In the past, coding emails from scratch in HTML was the norm. But now? Building emails shouldn't be that hard or time consuming.
That’s what was happening at the Lung Cancer Research Foundation (LCRF), a nonprofit working toward a world free of lung cancer by funding studies for the prevention, diagnosis, treatment, and cure of the disease. The organization serves anyone committed to improving outcomes for those affected by the world’s leading cause of cancer death.
But they were being held back by an email platform built for a different era.
Aine Calgaro, who creates nearly all of the marketing materials for the LCRF, found herself hand-coding emails in raw HTML to ensure they displayed properly on mobile devices. The system they were using didn’t offer meaningful analytics to gauge what resonated with supporters. Website forms were clunky and unreliable, driving few organic signups.
“We had very few people visit the website and say, ‘Hey, I want to subscribe,’” says Aine, Digital Marketing Specialist at LCRF. “The signups we got were because people signed up for an event and we added them, or they made a donation.”
After migrating to Intuit Mailchimp in fall 2024, the foundation partnered with their Customer Success Manager (CSM) to transform their email strategy and build a healthier, more robust and engaged audience while freeing up time to focus on their mission.
The challenge: Outdated tools limiting growth and insight
LCRF’s old email system created obstacles at every turn.
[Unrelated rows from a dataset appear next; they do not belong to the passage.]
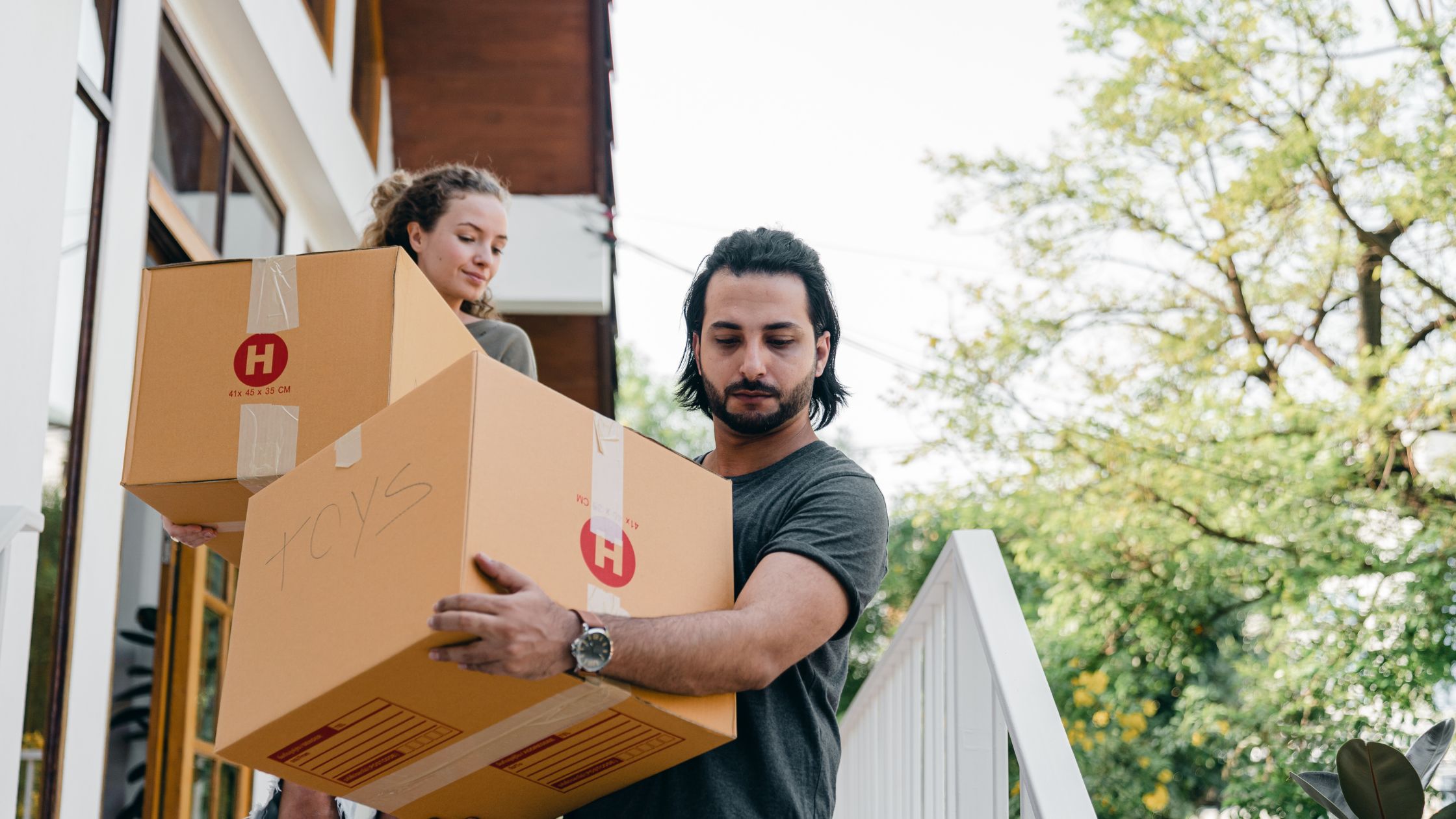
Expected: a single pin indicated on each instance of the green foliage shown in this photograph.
(1204, 393)
(43, 617)
(645, 404)
(1378, 781)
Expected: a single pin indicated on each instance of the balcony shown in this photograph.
(928, 732)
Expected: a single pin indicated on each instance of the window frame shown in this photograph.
(367, 103)
(98, 104)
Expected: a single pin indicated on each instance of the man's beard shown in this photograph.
(759, 423)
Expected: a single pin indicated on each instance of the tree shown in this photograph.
(1208, 387)
(645, 404)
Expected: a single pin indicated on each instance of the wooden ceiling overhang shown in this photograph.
(520, 86)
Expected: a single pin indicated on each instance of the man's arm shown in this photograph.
(790, 606)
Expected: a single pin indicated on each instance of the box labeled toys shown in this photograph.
(245, 368)
(328, 678)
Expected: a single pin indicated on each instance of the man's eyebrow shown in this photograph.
(766, 328)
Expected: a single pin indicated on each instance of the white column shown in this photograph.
(118, 287)
(37, 89)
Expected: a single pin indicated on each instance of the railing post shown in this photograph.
(937, 785)
(982, 762)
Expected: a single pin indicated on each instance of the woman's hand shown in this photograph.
(188, 534)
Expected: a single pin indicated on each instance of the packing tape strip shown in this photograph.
(267, 443)
(273, 300)
(549, 716)
(225, 526)
(350, 448)
(608, 445)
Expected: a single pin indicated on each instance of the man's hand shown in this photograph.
(520, 633)
(188, 534)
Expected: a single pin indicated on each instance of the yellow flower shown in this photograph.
(1158, 800)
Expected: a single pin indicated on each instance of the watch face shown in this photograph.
(593, 651)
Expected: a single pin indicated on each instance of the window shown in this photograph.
(44, 720)
(254, 225)
(210, 179)
(188, 139)
(369, 73)
(322, 15)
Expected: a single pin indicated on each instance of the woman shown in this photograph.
(452, 220)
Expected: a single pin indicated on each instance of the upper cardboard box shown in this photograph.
(250, 366)
(328, 678)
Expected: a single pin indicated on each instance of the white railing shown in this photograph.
(928, 732)
(29, 761)
(16, 601)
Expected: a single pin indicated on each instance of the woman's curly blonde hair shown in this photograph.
(422, 197)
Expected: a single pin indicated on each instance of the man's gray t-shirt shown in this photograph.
(820, 504)
(506, 343)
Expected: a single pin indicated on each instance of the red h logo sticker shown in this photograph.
(259, 359)
(610, 563)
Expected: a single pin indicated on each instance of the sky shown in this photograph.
(817, 117)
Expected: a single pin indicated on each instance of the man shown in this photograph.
(810, 532)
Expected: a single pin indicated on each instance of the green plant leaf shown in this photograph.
(1379, 781)
(1324, 787)
(1430, 749)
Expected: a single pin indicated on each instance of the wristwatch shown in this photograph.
(593, 649)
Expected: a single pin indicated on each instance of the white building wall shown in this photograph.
(293, 110)
(38, 63)
(99, 529)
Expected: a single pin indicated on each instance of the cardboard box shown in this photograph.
(245, 368)
(328, 681)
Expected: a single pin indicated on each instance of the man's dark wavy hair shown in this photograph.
(765, 252)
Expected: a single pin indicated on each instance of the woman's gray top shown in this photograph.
(506, 343)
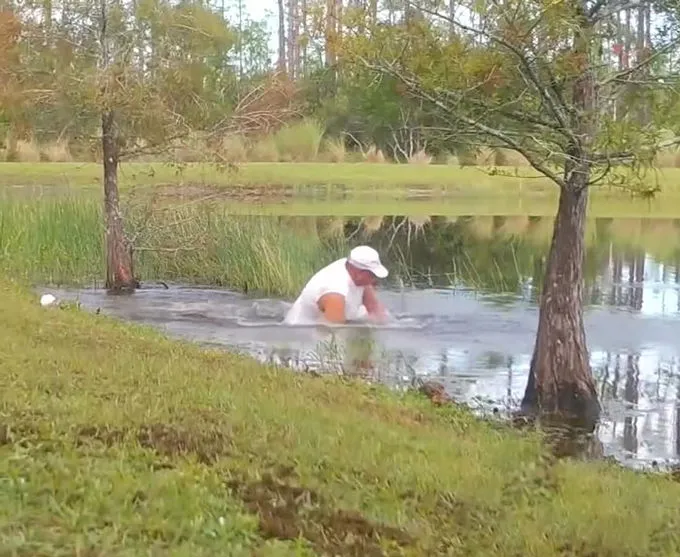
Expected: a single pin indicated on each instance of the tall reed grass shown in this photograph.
(61, 242)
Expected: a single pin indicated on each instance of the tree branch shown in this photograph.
(623, 156)
(605, 14)
(554, 105)
(483, 128)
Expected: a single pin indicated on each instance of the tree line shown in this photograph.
(586, 91)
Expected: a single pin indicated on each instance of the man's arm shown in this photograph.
(332, 305)
(373, 306)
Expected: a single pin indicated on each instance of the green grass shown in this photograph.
(60, 241)
(341, 188)
(116, 441)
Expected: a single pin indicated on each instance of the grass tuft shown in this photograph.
(300, 141)
(116, 440)
(60, 241)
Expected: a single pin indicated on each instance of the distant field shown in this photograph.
(344, 188)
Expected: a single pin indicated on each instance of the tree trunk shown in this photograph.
(282, 38)
(560, 382)
(119, 271)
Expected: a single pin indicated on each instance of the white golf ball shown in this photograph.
(47, 299)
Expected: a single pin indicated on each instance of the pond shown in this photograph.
(463, 292)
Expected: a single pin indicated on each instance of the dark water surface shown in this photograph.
(463, 295)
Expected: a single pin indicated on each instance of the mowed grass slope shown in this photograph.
(342, 188)
(117, 441)
(350, 175)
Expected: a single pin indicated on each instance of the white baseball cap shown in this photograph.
(366, 258)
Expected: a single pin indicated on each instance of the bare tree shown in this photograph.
(529, 80)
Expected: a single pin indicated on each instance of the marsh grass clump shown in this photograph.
(150, 441)
(299, 141)
(60, 241)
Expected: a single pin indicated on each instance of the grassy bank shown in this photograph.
(349, 175)
(339, 189)
(117, 441)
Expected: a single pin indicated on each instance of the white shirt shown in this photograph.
(333, 278)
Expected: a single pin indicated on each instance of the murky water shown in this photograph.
(463, 296)
(478, 346)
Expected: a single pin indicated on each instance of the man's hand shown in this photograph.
(376, 311)
(332, 306)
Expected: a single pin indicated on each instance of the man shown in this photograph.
(342, 291)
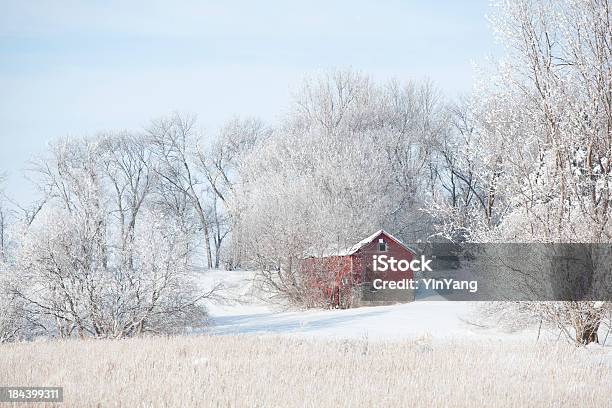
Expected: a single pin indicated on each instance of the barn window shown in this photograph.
(382, 246)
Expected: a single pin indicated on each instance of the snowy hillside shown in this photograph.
(242, 313)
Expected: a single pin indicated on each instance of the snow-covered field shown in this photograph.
(255, 355)
(241, 312)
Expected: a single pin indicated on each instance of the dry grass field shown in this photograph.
(229, 371)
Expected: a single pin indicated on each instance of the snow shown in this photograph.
(241, 313)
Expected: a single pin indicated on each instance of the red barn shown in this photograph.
(346, 277)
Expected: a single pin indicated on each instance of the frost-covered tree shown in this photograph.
(351, 156)
(101, 258)
(542, 126)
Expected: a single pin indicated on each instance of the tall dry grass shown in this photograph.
(281, 372)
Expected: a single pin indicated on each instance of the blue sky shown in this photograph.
(79, 67)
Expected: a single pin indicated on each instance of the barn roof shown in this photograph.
(364, 242)
(368, 240)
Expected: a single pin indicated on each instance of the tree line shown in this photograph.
(108, 249)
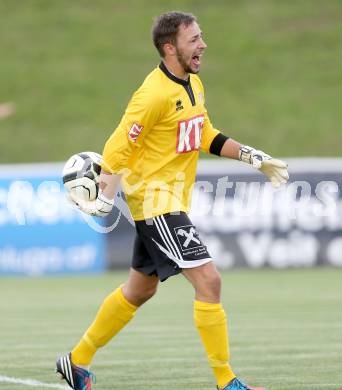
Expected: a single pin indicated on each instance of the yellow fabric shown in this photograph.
(211, 322)
(114, 313)
(157, 143)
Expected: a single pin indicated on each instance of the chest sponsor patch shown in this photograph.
(134, 132)
(189, 134)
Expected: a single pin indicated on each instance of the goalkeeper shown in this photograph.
(154, 152)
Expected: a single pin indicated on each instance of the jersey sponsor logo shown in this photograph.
(179, 105)
(189, 134)
(134, 132)
(187, 237)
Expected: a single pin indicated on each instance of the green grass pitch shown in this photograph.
(285, 331)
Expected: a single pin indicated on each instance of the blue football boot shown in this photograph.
(77, 378)
(236, 384)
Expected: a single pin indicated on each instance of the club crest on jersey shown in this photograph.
(189, 134)
(134, 132)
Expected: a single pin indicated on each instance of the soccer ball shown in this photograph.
(81, 175)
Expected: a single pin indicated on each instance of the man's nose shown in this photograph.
(203, 45)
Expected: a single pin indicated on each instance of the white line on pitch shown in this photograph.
(31, 382)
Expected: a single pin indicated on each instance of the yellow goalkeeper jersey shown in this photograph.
(156, 145)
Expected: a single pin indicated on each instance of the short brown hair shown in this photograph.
(165, 28)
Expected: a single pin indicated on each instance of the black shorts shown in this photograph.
(166, 244)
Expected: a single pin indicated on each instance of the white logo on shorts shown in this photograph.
(187, 237)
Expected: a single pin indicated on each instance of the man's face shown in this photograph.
(190, 47)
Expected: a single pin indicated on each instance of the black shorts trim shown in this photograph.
(166, 244)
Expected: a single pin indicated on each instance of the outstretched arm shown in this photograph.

The interface, which Aine describes as “really from the ‘90s,” forced the team into workarounds that consumed time and limited what they could accomplish.
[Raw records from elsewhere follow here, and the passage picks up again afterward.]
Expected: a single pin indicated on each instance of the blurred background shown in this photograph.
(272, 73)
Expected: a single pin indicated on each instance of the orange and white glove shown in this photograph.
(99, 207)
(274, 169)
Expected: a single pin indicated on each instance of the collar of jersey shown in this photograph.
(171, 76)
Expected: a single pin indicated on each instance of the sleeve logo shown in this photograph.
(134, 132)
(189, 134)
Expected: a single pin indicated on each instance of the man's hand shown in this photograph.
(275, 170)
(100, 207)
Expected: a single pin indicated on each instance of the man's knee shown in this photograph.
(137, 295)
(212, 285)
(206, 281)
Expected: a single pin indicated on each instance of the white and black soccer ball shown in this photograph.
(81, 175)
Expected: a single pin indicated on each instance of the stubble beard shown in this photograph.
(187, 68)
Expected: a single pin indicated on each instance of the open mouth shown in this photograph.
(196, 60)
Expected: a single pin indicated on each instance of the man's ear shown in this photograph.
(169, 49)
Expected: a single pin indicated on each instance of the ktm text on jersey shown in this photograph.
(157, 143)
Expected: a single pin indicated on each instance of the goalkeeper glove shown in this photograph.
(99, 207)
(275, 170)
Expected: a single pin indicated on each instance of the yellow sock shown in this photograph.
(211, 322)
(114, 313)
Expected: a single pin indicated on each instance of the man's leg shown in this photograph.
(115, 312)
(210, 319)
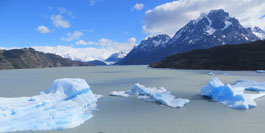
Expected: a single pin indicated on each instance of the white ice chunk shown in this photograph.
(260, 71)
(160, 95)
(233, 95)
(119, 93)
(212, 73)
(66, 104)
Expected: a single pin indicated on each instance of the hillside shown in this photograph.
(216, 28)
(249, 56)
(29, 58)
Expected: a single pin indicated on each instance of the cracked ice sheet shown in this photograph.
(147, 94)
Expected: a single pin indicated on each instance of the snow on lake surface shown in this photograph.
(160, 95)
(233, 95)
(131, 115)
(66, 104)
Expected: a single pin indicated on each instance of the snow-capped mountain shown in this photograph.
(116, 56)
(147, 51)
(259, 33)
(209, 30)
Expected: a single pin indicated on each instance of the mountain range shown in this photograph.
(248, 56)
(210, 30)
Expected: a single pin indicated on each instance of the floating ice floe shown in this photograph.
(226, 74)
(119, 93)
(212, 73)
(161, 95)
(66, 104)
(233, 95)
(260, 71)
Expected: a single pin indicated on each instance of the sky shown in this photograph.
(94, 29)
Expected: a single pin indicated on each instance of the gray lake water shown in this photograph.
(131, 115)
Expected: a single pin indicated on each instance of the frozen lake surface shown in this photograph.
(131, 115)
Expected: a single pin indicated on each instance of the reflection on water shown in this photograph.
(131, 115)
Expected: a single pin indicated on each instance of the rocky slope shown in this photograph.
(29, 58)
(249, 56)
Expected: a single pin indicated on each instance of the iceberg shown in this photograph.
(66, 104)
(233, 95)
(260, 71)
(119, 93)
(212, 73)
(160, 95)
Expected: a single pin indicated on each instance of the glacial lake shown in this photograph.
(131, 115)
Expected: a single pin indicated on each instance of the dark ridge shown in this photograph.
(250, 56)
(29, 58)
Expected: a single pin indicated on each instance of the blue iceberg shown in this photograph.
(66, 104)
(160, 95)
(233, 95)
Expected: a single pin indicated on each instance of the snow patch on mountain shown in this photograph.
(227, 24)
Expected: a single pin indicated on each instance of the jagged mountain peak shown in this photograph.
(215, 28)
(258, 32)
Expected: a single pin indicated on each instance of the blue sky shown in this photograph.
(95, 29)
(112, 19)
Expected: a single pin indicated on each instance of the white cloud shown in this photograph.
(43, 29)
(169, 17)
(107, 48)
(64, 11)
(93, 2)
(72, 36)
(82, 42)
(138, 6)
(132, 40)
(58, 21)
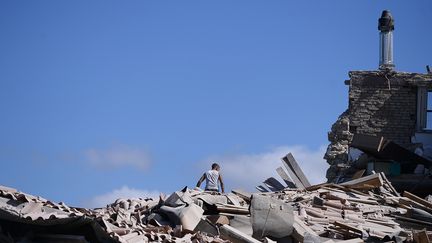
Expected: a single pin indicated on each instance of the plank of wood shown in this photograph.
(421, 237)
(244, 195)
(281, 172)
(413, 220)
(374, 180)
(389, 184)
(355, 240)
(261, 188)
(358, 174)
(300, 229)
(417, 199)
(292, 174)
(290, 160)
(232, 234)
(273, 184)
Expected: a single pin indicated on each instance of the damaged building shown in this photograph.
(379, 145)
(388, 124)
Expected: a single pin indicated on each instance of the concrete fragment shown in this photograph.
(270, 217)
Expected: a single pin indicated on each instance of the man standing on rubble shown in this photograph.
(212, 177)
Aine had to create everything in HTML view because the WYSIWYG editor would break her responsive designs.
“Just because I know how to code doesn’t mean I want to,” Aine says. “Thank goodness I have some ancient knowledge of computer science from back in the ‘80s. Not everybody who is hired to do what I do would have had that knowledge.”
Limitations extended beyond email. Evan Bonsett-Veal, the other half of LCRF’s marketing team who manages the foundation’s database, had worked with their email platform for 9 years and struggled with basic data management. The system lacked modern API connectivity, making it difficult to integrate with other tools or automate data flows.
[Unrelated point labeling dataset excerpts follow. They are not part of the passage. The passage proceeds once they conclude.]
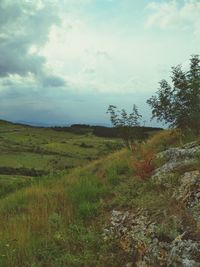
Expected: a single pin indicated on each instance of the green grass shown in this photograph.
(57, 220)
(25, 149)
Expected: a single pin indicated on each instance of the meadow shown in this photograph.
(57, 216)
(29, 154)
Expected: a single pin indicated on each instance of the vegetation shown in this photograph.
(128, 125)
(179, 104)
(58, 221)
(58, 186)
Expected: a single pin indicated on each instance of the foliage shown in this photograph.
(164, 139)
(128, 125)
(179, 104)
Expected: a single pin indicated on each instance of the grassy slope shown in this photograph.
(59, 221)
(28, 152)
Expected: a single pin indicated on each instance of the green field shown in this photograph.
(30, 152)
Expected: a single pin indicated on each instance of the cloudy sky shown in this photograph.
(65, 61)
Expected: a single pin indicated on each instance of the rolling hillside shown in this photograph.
(123, 209)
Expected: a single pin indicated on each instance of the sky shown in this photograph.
(65, 61)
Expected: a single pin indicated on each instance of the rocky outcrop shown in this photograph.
(177, 157)
(138, 235)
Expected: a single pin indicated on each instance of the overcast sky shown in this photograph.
(65, 61)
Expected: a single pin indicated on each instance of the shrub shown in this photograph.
(164, 139)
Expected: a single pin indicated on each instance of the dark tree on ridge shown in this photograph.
(178, 103)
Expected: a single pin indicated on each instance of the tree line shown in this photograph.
(176, 103)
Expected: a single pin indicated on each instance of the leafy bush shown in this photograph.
(164, 139)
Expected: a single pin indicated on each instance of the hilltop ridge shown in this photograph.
(122, 210)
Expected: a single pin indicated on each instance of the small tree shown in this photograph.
(178, 103)
(128, 125)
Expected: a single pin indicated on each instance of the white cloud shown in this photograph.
(173, 15)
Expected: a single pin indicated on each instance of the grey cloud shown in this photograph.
(23, 24)
(53, 81)
(103, 54)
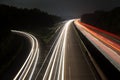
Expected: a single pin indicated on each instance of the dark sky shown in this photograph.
(65, 8)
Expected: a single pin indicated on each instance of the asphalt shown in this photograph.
(77, 66)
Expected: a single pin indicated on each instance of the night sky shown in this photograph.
(65, 8)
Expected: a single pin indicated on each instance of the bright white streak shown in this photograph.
(25, 66)
(55, 51)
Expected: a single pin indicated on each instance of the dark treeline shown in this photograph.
(107, 20)
(24, 19)
(29, 20)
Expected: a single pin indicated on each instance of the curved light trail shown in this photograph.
(28, 68)
(108, 47)
(56, 64)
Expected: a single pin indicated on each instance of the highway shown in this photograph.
(27, 70)
(68, 57)
(68, 60)
(107, 43)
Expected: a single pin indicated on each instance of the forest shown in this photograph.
(107, 20)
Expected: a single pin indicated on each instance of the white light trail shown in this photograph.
(108, 52)
(58, 56)
(29, 66)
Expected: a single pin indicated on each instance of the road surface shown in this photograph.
(107, 43)
(68, 60)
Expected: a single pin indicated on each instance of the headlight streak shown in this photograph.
(29, 66)
(107, 47)
(58, 57)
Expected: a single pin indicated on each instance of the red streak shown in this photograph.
(108, 33)
(102, 38)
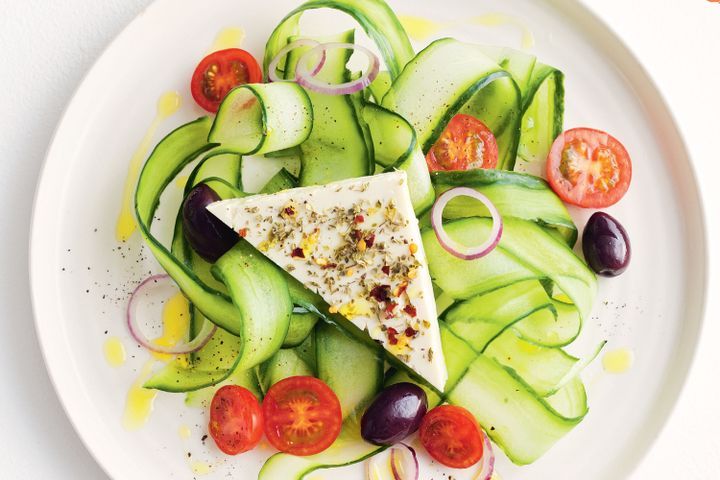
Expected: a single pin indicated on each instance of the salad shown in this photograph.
(402, 276)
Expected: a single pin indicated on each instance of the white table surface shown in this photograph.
(46, 47)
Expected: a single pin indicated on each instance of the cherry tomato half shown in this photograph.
(220, 72)
(302, 416)
(589, 168)
(235, 420)
(451, 436)
(466, 143)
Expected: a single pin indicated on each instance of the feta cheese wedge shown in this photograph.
(357, 244)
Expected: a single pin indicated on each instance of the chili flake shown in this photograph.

When LCRF approached the company to request feature improvements, the answer was typically that it wasn’t possible or that it would be prohibitively expensive to implement.
Website forms were another pain point. To embed a form on the LCRF site, the team had to manually input code. The forms assigned invisible passwords to users, creating a confusing experience that often displayed ugly error pages when people attempted to log in.
Most frustrating, though, was the lack of actionable data.
“It was really not useful at all to try to figure out whether something was successful,” Aine says.
And for Evan, the manual nature of everything meant he couldn’t take vacation without worrying about email workflows.
“There wasn’t really any opportunity for any sort of automation,” Evan says. “It could even affect things like when you could be out of the office or not because you have to import these lists to make sure a welcome series, for example, is updated.”